I wish I were faster with comebacks, and have analyzed this procedure over and over, to see what I could have done better. Not wear hand lotion? I had just washed my hands with soap from their dispensers before being swabbed by their agents. I should have told them that if I were running why would I have returned when I heard the announcement? Anything I said could have been twisted. I would rather have pulled out my horn and played them a song, made jokes, or told them their political boundaries were false, as this whole hemisphere is one body, is Indian country. A word, the wrong color or language, or a saxophone, and anyone could be banned from travel. I considered filing a report, but didn’t want retaliation.
I would prefer trains, but my last experience left me stranded outside Flagstaff for hours because the track had to be repaired. I drive when I can.

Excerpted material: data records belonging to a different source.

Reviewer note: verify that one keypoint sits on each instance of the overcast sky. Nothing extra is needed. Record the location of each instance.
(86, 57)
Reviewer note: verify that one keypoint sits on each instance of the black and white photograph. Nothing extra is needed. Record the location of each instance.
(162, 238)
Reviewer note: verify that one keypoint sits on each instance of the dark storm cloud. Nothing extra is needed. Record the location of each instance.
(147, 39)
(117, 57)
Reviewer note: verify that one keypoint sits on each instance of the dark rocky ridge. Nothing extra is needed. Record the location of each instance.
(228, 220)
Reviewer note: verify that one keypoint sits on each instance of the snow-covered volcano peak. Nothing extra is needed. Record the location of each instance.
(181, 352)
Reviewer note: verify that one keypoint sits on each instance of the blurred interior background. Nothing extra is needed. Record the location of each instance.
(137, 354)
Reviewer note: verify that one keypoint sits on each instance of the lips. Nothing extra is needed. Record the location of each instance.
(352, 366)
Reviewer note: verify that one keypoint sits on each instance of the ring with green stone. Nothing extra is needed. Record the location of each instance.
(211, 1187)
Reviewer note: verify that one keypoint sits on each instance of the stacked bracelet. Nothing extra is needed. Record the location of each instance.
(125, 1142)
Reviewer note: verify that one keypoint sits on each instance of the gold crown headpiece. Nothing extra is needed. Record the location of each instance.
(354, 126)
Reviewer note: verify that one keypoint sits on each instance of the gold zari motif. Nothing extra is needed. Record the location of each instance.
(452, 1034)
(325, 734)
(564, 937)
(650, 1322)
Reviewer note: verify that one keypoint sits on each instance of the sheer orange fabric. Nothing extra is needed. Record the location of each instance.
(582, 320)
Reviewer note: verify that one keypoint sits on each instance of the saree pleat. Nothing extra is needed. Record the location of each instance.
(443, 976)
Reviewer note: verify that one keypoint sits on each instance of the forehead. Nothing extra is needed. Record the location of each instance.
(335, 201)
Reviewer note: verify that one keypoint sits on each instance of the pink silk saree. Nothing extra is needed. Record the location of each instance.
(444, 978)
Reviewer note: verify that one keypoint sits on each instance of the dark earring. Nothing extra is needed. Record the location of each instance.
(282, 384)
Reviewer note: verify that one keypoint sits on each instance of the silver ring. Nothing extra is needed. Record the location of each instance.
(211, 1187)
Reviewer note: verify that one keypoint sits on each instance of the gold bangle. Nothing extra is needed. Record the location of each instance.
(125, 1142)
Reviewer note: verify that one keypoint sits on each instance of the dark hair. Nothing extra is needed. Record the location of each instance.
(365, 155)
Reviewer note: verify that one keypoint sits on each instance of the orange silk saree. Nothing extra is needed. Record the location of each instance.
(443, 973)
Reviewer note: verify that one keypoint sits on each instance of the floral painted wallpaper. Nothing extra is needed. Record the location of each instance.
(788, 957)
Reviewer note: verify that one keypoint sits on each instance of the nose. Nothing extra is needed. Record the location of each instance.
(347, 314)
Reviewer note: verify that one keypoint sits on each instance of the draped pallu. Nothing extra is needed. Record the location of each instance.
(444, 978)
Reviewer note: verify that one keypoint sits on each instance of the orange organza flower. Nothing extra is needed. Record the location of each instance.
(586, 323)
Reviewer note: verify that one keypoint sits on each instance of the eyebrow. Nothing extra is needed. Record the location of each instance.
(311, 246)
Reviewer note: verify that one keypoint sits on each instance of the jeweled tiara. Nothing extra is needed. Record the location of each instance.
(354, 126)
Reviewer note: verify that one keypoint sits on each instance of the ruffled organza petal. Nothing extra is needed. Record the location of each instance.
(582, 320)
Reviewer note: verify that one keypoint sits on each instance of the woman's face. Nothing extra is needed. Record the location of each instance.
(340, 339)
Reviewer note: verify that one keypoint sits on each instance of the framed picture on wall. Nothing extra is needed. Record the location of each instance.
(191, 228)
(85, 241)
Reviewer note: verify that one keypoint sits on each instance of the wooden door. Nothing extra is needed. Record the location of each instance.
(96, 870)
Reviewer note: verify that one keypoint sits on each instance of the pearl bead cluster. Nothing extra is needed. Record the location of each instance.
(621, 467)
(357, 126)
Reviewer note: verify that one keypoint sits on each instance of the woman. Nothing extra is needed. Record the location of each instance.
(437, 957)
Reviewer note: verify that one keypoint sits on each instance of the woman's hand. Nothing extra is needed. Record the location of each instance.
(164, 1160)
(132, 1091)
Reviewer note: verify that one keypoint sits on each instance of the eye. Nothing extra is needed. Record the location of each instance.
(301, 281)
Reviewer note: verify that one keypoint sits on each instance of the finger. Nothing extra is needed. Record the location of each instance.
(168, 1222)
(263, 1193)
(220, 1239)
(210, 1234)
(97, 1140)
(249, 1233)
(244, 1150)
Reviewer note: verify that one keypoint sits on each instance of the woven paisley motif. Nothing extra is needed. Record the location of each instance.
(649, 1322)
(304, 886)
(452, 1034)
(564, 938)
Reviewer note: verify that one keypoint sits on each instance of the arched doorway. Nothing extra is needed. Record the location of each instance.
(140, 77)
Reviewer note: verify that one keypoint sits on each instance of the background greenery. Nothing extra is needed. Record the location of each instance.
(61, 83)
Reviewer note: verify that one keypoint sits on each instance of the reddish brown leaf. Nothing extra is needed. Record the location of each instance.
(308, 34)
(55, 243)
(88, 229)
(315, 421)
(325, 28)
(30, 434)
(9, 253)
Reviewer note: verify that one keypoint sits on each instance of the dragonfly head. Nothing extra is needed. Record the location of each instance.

I have even thought of learning to fly and getting my own plane, but some years back I decided I was either going to learn saxophone or taking up flying lessons. I chose to fly on a horn. I will just have to keep singing in my mind, no matter what happens.
I enjoyed performing at the music festival and had a good time meeting many Natives from Ontario who came for the Native night of the festival. When I checked in with the airline agent in Sudbury the next day, she checked my bag all the way through to Knoxville, something the U.S. agent wouldn’t do. I went through security with no problems at all.
The last time I went through an airport with no security was in Aitutaki in the Cook Islands about 10 years ago. Everyone and their families gathered at the departing point. Someone was singing. I remembered earlier days in the Albuquerque Airport, when we just walked through and got on the planes, with no security machines, invasive pat downs, or body imaging.
The reality is that my life is about making connections with peoples around the world, particularly Indigenous Peoples, and synthesizing what I hear and learn through my Mvskoke cultural roots, by speaking, writing, and singing what emerges. It is about service, for all of us. And it is likely that security will get worse given the political situation in this country and others. A relative suggested that make myself invisible, or be chatty and outgoing to grease the journey through security. It’s hard to be invisible with a saxophone on your back, and chatty for me would be impossible! For now, I will have to continue to fly to make connections. I make sure my family knows my itinerary. I don’t wear hand lotion. And I am writing a song to sing (in my imagination) as I walk through security to protect me. It will be funny.
Joy Harjo is a member of the Mvskoke Nation. Her most recent collection of poetry is Conflict Resolution for Holy Beings. She has written a memoir Crazy Brave, children’s books and is at work on a new album of music and a play that will restore southeastern natives to the origin story of blues and jazz.